Die Darmtympanie geht mit einer Störung des Allgemeinbefindens einher, die sich bei leichten Aufgasungen in stark verminderter Aktivität, bei schwereren Formen in einer völligen Abgeschlagenheit (Apathie) zeigt. Der Bauchschmerz zeigt sich in einem aufgekrümmten Rücken und Zähneknirschen. Bei stärkerer Ausgasung ist eine Umfangsvermehrung des Bauches sichtbar. Durch die nunmehr viel Platz im Bauchraum einnehmenden Darmteile wird das Zwerchfell in seiner Tätigkeit behindert und es kommt zu Atemnot. Der Druck auf die großen Bauchgefäße führt zu einer Störung des Herz-Kreislaufsystems.

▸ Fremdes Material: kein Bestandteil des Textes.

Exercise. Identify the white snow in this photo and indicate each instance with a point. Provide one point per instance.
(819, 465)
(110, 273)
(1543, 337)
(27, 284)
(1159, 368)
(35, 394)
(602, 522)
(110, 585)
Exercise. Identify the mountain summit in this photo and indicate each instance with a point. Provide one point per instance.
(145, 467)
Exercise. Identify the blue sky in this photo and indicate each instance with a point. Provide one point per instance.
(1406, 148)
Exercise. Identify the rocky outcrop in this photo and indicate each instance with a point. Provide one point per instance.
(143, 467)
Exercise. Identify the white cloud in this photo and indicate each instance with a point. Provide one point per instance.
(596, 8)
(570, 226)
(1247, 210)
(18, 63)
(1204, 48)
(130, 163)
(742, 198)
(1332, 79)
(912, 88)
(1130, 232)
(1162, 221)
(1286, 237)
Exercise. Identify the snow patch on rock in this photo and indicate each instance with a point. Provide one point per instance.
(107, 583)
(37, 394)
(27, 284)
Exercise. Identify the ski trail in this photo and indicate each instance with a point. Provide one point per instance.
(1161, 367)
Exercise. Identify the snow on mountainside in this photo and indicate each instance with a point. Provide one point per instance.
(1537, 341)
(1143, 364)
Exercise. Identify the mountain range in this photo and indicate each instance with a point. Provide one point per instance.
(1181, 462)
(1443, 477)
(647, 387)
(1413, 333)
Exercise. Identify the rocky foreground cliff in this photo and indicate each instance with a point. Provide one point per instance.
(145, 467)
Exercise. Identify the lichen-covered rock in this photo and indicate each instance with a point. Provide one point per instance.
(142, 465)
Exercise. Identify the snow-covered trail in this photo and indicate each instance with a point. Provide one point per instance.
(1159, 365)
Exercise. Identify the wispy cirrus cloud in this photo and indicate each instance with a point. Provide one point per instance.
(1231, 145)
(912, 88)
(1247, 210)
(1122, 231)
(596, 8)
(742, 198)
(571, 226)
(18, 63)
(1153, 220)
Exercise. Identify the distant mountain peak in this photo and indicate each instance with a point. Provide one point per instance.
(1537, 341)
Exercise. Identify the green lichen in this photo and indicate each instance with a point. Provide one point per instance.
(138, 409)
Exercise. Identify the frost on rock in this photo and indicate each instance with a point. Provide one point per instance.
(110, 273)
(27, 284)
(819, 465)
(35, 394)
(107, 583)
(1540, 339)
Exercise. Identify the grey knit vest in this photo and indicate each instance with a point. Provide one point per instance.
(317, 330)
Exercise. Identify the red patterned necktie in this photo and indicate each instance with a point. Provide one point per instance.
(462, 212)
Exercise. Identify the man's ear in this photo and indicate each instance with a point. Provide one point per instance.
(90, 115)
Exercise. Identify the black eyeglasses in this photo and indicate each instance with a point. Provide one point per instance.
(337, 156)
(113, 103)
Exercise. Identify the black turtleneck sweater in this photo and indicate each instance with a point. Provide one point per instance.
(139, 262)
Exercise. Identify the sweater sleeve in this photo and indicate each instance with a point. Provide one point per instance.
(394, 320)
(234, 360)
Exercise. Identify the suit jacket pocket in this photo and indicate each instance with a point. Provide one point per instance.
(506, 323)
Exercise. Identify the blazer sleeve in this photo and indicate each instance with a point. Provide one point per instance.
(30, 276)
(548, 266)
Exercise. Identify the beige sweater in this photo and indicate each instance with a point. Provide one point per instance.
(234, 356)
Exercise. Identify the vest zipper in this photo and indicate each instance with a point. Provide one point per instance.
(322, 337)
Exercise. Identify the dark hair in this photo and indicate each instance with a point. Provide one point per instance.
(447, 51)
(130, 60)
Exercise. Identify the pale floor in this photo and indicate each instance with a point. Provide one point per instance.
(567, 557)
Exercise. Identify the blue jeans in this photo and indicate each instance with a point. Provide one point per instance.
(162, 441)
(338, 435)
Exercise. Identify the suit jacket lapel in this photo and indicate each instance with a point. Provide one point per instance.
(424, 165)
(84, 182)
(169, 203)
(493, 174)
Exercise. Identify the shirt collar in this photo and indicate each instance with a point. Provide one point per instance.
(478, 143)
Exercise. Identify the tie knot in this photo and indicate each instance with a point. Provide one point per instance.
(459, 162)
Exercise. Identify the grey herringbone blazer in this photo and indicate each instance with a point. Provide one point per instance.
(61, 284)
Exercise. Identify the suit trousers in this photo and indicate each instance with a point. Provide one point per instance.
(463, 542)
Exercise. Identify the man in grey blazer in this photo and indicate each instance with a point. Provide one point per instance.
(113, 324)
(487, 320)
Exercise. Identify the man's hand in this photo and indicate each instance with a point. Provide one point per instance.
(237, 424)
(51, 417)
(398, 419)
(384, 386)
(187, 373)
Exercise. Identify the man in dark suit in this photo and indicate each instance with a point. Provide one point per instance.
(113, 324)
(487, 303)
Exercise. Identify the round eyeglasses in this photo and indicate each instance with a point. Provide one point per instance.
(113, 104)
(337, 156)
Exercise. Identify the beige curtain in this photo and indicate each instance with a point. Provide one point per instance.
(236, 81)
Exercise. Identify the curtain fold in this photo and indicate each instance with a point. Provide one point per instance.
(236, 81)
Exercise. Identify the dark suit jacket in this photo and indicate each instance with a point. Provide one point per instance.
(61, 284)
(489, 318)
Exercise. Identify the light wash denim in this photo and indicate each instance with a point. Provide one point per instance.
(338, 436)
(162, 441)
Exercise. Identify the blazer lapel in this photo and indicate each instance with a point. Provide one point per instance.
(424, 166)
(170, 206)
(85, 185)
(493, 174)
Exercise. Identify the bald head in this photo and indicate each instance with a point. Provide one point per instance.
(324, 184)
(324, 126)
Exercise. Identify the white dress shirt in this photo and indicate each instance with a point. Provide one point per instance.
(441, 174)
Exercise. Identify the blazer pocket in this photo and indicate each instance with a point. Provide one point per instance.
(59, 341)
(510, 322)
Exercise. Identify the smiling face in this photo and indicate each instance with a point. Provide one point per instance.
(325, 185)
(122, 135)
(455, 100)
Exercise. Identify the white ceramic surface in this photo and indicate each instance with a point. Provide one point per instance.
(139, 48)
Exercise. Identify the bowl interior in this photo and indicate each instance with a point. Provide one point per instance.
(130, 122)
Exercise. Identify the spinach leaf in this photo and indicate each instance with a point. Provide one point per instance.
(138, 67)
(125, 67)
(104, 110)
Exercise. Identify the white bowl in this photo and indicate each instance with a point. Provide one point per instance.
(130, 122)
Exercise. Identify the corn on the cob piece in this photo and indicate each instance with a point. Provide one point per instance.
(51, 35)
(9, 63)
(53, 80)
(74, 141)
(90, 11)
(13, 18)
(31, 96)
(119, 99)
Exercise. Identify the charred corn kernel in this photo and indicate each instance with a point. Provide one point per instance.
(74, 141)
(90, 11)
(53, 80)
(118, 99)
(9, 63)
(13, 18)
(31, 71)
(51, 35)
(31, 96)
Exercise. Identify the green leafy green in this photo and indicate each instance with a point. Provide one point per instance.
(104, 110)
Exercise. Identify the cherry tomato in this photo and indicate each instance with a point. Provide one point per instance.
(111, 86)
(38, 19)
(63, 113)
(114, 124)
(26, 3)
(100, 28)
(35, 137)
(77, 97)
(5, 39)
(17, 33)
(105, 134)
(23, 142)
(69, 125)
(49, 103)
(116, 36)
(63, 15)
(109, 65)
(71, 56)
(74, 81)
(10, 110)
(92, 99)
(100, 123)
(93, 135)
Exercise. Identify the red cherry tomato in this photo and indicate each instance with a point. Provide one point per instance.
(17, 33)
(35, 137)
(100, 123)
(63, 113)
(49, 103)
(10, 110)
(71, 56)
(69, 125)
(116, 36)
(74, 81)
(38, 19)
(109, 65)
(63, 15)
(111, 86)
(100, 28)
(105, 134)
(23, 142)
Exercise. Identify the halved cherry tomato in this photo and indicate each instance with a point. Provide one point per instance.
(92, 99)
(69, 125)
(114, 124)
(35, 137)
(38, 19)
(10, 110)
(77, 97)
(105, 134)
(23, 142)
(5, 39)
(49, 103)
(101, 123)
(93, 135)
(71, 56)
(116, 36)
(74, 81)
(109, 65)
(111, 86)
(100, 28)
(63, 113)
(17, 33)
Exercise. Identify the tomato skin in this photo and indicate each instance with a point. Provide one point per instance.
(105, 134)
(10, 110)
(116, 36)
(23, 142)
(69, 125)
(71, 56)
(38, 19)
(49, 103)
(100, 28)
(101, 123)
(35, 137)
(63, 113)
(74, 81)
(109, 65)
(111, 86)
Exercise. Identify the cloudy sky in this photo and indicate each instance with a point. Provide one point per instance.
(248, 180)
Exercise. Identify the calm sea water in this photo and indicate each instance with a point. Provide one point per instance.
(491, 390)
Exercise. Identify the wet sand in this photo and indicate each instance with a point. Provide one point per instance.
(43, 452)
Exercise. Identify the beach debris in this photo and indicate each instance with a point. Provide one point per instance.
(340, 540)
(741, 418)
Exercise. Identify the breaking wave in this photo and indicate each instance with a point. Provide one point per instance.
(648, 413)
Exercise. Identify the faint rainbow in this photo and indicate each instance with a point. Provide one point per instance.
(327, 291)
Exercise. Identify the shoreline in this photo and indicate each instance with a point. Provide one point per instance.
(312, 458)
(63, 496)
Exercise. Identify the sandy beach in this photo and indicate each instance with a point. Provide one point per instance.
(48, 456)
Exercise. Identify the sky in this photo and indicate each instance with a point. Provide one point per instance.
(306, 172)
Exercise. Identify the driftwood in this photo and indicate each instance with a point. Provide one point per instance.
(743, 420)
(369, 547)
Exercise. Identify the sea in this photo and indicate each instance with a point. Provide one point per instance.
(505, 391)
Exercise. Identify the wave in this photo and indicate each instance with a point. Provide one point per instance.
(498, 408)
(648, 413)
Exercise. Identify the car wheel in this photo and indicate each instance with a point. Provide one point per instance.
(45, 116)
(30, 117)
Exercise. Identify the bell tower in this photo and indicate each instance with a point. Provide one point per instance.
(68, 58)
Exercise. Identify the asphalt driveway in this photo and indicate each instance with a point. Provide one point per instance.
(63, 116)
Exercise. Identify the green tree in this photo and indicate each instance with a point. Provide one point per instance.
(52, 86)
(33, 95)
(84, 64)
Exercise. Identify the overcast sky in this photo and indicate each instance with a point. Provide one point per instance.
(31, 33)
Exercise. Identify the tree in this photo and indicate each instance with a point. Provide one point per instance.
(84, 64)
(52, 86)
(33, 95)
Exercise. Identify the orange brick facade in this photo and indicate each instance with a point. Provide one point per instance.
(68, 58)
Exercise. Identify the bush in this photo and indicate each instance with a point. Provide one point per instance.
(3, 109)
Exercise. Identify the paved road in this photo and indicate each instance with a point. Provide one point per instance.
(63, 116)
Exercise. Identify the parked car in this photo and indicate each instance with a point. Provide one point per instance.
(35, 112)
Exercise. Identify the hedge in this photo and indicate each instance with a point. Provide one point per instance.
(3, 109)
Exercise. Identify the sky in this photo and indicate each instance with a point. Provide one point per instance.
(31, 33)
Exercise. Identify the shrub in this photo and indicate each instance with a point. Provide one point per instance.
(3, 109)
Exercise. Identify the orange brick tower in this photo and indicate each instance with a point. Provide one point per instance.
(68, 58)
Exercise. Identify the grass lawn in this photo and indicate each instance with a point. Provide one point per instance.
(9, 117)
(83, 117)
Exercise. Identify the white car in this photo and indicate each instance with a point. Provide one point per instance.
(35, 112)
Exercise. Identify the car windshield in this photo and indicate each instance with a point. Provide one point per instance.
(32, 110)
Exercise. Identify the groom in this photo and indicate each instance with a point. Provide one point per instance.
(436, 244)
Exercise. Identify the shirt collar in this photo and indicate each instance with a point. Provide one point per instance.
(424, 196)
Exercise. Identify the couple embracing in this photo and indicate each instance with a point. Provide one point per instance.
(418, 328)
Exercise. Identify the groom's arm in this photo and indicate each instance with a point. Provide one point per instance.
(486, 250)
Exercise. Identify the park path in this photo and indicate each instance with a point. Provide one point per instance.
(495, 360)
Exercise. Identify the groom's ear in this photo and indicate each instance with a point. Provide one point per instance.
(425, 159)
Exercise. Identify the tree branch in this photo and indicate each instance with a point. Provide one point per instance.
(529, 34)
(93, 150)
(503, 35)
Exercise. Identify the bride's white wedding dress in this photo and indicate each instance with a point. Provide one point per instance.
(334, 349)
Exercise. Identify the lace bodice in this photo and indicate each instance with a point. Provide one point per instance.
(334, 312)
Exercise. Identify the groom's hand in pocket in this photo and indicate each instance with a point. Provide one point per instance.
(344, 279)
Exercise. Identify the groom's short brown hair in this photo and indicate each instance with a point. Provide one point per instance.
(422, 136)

Eine Enterotoxämie zeigt sich in Schocksysmptomen wie bläulichen Schleimhäuten (Zyanose), flacher Atmung und Untertemperatur (< 37°C). Sie kann rasch den Tod des Tieres zur Folge haben.
Die Diagnose Darmtympanie lässt sich bereits klinisch stellen. Die gasgefüllten Darmschlingen lassen sich bei leichteren Formen noch durch die Bauchwand ertasten, bei starker Auftreibung des Bauches entsteht beim Beklopfen des Bauches (Perkussion) ein typischer hohler Schall.
Zur genauen Lokalisation der Tympanie ist die Anfertigung einer Röntgenaufnahme sinnvoll.
Eine leichtere Darmtympanie kann mit die Darmmotorik fördernden Wirkstoffen wie Metoclopramid und schaumbrechenden Mitteln wie Dimeticon behandelt werden. Zur Stabilisierung der Darmflora werden Probiotika eingesetzt. Eine vorsichtige Bauchmassage kann den Weitertransport des Nahrungsbreis und Gases fördern.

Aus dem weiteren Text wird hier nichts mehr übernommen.